Dean Kluss, a Wright County supervisor who has been a frequent critic of Summit’s pipeline permit process, said he is unsure whether he would support blocking building permits for the capture facilities.
Further, the ethanol plant that is part of Summit’s system in his county is within the city limits of Goldfield and would be subject to that town’s requirements, Kluss said. Goldfield Mayor Gabe Fiscus declined to comment for this article.
Summit objection spurred idea
In August, Summit applied for a building permit in Hardin County to construct a capture facility at the Pine Lake Corn Processors ethanol plant near Steamboat Rock.
The county has participated heavily in an ongoing evidentiary hearing for Summit’s hazardous liquid pipeline permit request with the Iowa Utilities Board. Hardin County officials have sought to preserve their permitting authority and other local powers, said Meyer, the county attorney.
To that end, the county submitted the building permit application as evidence during the hearing to show Summit must still seek some permission from counties for its project despite the federal court ruling about siting ordinances.
A Summit attorney objected to the evidence, in part arguing that it is irrelevant to the company’s permit request with the IUB.
“That objection lingered in my mind, causing me to give closer attention to the permitting of and jurisdiction over this capture facility and such facilities in general,” Meyer said. “Safe to say, local authority over the actual CO2 capture facilities appears to have been overlooked until now.”
He said it’s unclear yet whether his county’s supervisors would use that authority to block a capture facility. Hardin is in the path of two carbon dioxide proposals — by Summit and by Navigator CO2 — and some of its landowners have been among the most vocal opponents of the projects.
The county is also the home of Summit Agricultural Group, which spawned Summit Carbon Solutions and its project.
A Summit spokesperson did not respond to a request to comment for this article.
Summit’s permit hearing before the utilities board recently finished its fifth week, which focused on landowners who are subject to eminent domain requests.

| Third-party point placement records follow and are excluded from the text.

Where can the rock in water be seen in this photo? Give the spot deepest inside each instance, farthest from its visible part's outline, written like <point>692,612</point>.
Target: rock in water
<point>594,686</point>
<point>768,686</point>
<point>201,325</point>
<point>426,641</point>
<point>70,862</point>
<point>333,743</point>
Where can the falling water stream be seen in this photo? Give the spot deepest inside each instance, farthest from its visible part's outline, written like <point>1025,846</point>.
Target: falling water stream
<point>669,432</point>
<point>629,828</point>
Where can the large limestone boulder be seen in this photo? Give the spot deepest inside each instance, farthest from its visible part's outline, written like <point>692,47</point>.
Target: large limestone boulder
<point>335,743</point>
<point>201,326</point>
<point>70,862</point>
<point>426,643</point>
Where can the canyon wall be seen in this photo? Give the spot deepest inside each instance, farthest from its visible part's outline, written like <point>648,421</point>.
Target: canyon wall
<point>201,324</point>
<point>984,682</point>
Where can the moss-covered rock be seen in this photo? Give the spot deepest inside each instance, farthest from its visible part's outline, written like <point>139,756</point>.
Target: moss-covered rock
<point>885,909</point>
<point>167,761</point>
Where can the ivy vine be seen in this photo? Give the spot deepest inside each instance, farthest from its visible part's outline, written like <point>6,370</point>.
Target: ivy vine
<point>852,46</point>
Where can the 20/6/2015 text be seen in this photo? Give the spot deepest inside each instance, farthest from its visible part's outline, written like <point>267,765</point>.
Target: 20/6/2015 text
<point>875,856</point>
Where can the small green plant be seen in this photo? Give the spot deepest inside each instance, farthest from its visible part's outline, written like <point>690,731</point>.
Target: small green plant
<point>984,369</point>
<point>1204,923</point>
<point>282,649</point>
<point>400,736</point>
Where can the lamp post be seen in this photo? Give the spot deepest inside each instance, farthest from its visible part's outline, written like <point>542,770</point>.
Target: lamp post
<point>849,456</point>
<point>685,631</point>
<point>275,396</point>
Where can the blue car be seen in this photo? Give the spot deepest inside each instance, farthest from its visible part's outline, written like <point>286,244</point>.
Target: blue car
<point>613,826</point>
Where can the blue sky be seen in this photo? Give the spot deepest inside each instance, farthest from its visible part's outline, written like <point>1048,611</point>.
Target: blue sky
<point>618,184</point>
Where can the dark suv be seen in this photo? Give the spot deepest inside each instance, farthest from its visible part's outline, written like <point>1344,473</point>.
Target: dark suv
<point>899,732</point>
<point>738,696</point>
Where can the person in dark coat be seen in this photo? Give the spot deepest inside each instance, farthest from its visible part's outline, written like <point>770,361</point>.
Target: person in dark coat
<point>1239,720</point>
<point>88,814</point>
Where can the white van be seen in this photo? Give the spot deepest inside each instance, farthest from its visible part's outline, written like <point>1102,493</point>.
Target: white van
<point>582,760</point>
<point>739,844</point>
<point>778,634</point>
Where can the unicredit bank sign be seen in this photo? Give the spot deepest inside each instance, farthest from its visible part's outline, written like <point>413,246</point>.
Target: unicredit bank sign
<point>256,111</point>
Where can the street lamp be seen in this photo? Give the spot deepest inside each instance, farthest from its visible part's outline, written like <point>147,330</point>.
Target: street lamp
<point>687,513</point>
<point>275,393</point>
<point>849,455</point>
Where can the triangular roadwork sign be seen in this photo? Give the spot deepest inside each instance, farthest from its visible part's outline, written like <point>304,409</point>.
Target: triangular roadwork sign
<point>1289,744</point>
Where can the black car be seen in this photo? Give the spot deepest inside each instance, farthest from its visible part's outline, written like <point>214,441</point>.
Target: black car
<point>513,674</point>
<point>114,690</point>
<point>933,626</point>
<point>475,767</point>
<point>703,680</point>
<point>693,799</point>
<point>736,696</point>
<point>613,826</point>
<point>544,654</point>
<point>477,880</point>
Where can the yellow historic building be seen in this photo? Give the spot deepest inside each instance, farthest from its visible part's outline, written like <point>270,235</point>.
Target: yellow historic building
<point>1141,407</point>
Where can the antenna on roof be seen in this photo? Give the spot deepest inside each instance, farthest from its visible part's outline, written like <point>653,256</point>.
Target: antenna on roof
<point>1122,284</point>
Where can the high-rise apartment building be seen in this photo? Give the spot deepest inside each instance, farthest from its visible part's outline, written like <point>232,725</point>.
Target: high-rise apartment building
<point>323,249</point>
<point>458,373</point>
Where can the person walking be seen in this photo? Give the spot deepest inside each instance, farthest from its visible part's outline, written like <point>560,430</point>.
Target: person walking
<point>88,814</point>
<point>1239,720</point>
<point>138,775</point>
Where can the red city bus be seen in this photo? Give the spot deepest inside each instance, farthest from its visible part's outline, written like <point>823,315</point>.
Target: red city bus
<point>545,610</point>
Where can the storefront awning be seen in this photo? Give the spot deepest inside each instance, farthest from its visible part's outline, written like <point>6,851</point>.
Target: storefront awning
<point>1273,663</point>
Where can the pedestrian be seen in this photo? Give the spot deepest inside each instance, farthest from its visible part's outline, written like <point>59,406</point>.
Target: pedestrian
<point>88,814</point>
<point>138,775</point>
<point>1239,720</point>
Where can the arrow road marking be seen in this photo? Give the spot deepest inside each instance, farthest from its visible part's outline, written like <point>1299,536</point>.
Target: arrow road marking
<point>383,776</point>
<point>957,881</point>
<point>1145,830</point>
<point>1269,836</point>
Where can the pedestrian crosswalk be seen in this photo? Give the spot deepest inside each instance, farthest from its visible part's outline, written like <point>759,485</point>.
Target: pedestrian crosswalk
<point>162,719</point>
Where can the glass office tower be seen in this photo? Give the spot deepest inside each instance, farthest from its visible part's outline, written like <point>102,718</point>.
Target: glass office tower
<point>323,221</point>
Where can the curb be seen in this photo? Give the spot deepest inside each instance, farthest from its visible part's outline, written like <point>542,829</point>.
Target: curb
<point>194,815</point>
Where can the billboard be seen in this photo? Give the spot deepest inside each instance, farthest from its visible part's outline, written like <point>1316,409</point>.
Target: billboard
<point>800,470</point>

The company is seeking forced easements from unwilling landowners for about a quarter of its route in Iowa, which includes more than 900 separate parcels of land. The easements would allow Summit to build and operate its pipeline system on land it doesn’t own.
The board had said it hoped to conclude hearing testimony by the end of next week, but a significant number of landowners have yet to testify.
On Thursday, there was time for just nine of the 20 scheduled witnesses. Next week, more than 50 landowners are scheduled to testify over the course of three days, and the schedule doesn’t include all of the remaining landowners.
The hearing is set to resume at 8 a.m. on Tuesday.